An Enlightenment wedding gift
[MONTESQUIEU, Charles Secondat, Baron de]. IL TEMPIO DI GNIDO del signor di Montesquieu trasportato in versi Italiani per occasione delle solenni nozze di S.E. il signor co. Alessandro Barziza con S.E. la signora Andriana Berlendis. In Padova: nella stamperia Penada, MDCCLXXI [1771]. £685
FIRST EDITION OF THIS TRANSLATION. 4to, pp. viii, 75, [1] blank; engraved arms on title, head- and tailpieces, and initials; some light marginal staining and spotting in places, but otherwise clean and crisp; ownership inscription “Desmaisons 1840” on front free endpaper; in contemporary stiff vellum, boards with decorative gilt borders, spine gilt; gilt endpapers; some wear to extemities and staining to boards (especially lower board).
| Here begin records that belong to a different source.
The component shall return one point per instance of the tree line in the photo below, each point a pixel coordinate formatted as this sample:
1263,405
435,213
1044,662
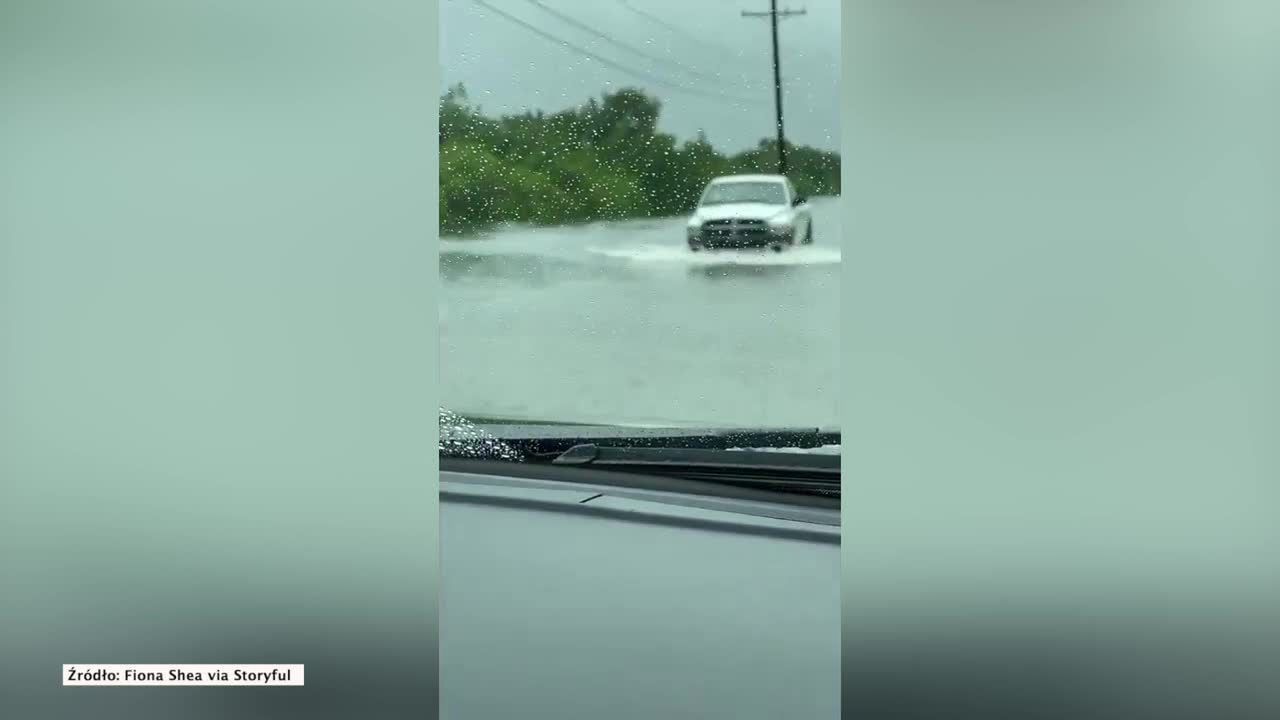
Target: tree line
604,159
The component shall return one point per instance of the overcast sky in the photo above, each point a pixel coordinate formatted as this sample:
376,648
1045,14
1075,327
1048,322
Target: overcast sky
708,64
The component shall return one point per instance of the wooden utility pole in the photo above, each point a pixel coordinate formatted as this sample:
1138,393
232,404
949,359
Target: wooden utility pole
773,14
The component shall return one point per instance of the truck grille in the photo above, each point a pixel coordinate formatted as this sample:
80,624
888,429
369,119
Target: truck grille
735,229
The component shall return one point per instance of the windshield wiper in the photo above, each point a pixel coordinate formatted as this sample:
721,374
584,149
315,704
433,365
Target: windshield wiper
777,470
536,440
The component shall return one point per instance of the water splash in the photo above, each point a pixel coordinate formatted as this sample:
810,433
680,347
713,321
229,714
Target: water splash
464,438
677,255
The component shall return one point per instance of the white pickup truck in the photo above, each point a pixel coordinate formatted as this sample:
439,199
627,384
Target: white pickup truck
740,212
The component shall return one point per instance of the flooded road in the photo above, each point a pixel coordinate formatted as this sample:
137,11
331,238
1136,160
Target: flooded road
620,322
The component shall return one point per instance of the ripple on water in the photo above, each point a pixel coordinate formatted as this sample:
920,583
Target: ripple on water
677,255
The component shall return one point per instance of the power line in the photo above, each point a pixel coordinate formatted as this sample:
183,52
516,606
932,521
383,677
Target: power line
773,14
672,28
631,49
609,63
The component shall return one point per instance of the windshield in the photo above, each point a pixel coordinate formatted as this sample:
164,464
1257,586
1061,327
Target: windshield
574,287
766,192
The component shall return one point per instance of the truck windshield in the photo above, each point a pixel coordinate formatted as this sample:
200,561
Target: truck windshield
725,192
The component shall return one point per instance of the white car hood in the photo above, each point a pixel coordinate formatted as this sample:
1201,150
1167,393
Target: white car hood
740,210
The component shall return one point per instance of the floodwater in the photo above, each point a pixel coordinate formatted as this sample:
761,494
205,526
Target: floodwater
621,323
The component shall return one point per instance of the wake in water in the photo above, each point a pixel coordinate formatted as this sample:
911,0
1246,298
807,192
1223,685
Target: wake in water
677,255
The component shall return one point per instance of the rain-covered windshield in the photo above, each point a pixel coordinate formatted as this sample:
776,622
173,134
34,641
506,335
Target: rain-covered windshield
726,192
576,141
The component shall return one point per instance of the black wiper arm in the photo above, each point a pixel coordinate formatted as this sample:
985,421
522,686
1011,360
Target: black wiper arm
791,472
542,440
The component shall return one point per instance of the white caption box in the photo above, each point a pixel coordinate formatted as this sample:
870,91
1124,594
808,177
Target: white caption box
183,675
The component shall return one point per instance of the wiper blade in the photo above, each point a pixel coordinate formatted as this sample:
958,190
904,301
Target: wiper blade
786,472
542,440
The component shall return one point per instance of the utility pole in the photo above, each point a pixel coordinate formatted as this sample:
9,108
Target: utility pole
773,14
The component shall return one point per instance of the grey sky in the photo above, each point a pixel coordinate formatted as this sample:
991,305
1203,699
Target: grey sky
508,68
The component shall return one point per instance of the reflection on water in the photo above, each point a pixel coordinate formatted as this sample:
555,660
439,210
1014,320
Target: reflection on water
621,322
737,270
528,269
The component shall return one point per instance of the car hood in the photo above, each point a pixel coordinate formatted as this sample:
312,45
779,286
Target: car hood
739,210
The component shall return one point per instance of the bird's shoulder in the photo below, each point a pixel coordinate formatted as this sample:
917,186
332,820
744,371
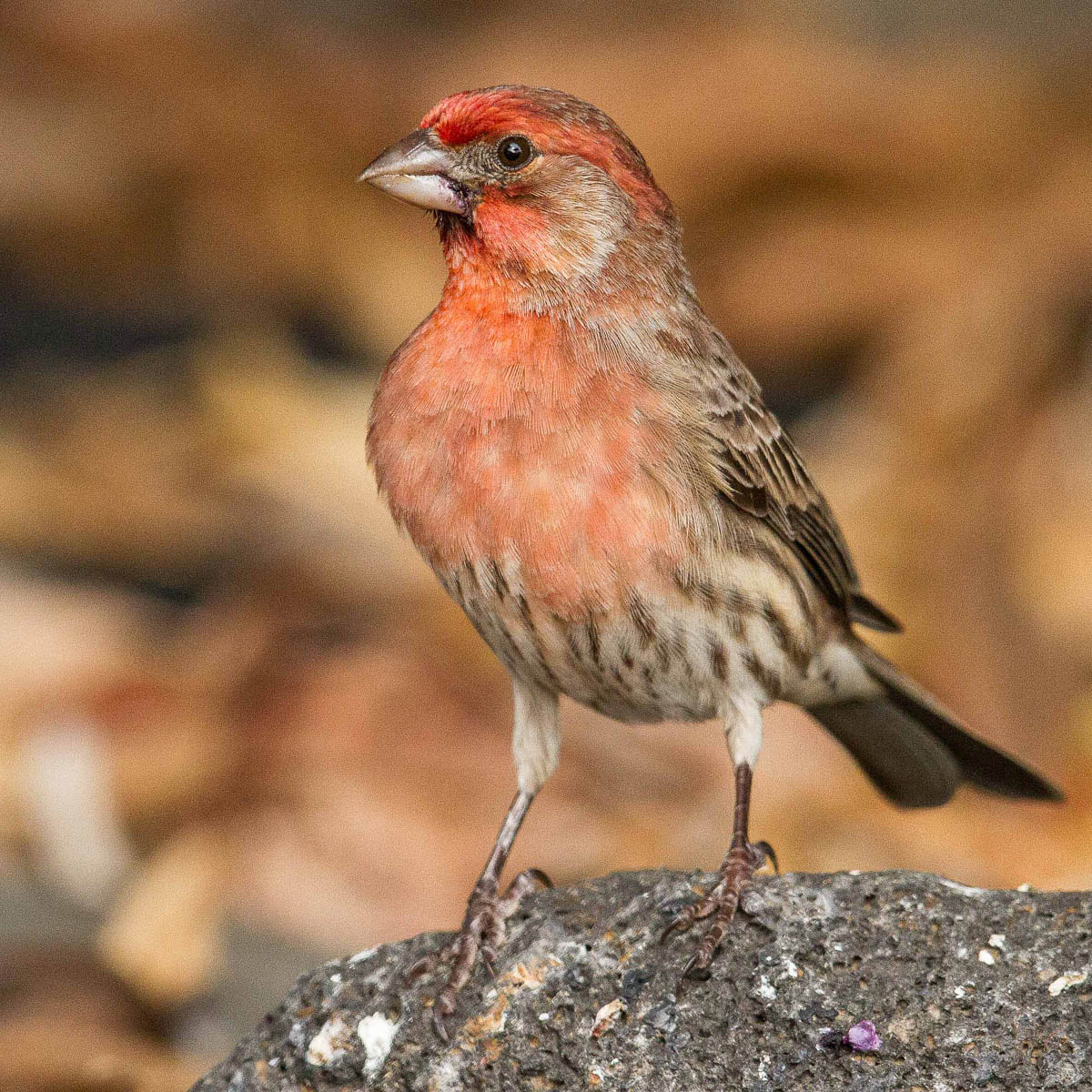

Sole edition of this very rare Italian verse translation of Le Temple de Gnide, produced and printed to commemorate the marriage of Conte Alessandro Barziza and Andriana Berlendis in 1771.
The anonymous translator, in his preface, articulates why Le Temple de Gnide is so appropriate for a wedding between illustrious people (’sarà mai sempre letta con piacere e diletto da chiunque abbia la minima sensibilità di animo, e dilicatezza di sentimento, ed il minimo genio per la Poesia, non che da chiunque si trovi in quella situazione di cuore, in cui trovar debbonsi presentamenti codesti Eccellentissimi Sposi...’). Others also acted on this, with Clemente Filomarino, for instance, translating parts of Montesquieu’s work for weddings in Rome in 1778 and Ferrara in 1782. As far as the translation itself, goes, the translator has opted to adapt the original French prose into Italian verse, although ‘whatever new ornament I was providing for this work, I have never allowed myself to go beyond the limits of fidelity and precision necessary in a translator’.
This is one of at least four publications celebrating the Barziza/Berlindis union cited by Pinto, with others printed in Venice and Brescia, reflecting the status of the Barziza family, merchants long established in Venice but of Bergamo origin.
Pinto, Nuptialia 1505; not in OCLC or SBN.